Study after study, and court case after court case, have found that election fraud of any kind is exceptionally rare, and in-person voter fraud (the only kind Mr. Obenshain’s photo ID law can address) is almost nonexistent. For example, in 2012 the investigative new organization News21 reported on an in-depth study they conducted of all types of alleged election fraud since 2000 – a period during which over 600 million votes were cast. The study turned up only 2,068 allegations of all types of fraud, including exactly 10 cases of alleged in-person voter fraud. Earlier this year, in a decision the Republican governor of Pennsylvania has decided not to appeal, a state court tossed out Pennsylvania’s voter ID law – in part because the state presented no evidence that any in-person voter fraud had actually occurred. Reflecting on such evidence, federal Circuit Judge Richard Posner late last year expressed serious second thoughts about a court decision in which he participated in 2007 that justified voter ID laws.

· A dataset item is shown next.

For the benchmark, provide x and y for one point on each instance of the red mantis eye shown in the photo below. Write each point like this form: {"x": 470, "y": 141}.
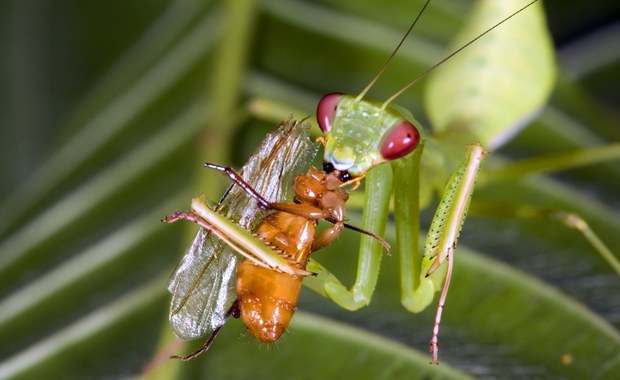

Both experience with such laws and academic and journalistic research have made clear what many people suspected from the beginning: that these laws are not intendedto address virtually non-existent fraud but to erect barriers to voting for groups less likely to vote for Republicans. That Virginia’s law is not the worst of this bad lot does not make it any more justifiable, or any less a waste of the state’s resources.